Mais les musiciens regardent Rick, le propriétaire du bar - comme chacun sait, l’une des meilleures performances de Bogart, ou du moins la plus mémorable. « Rick », cet homme qui se déclare indifférent à tout, seulement absorbé par ses postures et ses malheurs. Et que fait le Rick apparemment impassible ? Avec un léger signe de tête mesuré indique que oui, l’orchestre peut défier le farfelu chef de police et les euphoriques nazis. Le chef de la police française aux ordres de l’armée d’occupation, roublard opportuniste mais au plus profond de lui, il est mécontent de l’occupation de la France.

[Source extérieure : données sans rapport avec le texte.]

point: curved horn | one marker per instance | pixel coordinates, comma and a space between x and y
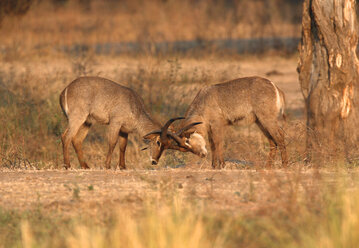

Au fond de lui, il est également mécontent de la subordination de la France. Et la Marseillaise sonne ; les gens du coin chantent, le militant croit en raison de sa contestation à la force d’occupation, de sa présence d’esprit, de sa conviction et de sa foi en la rédemption du pays. Allons enfants de la patrie ... le jour de gloire est arrivé... [2]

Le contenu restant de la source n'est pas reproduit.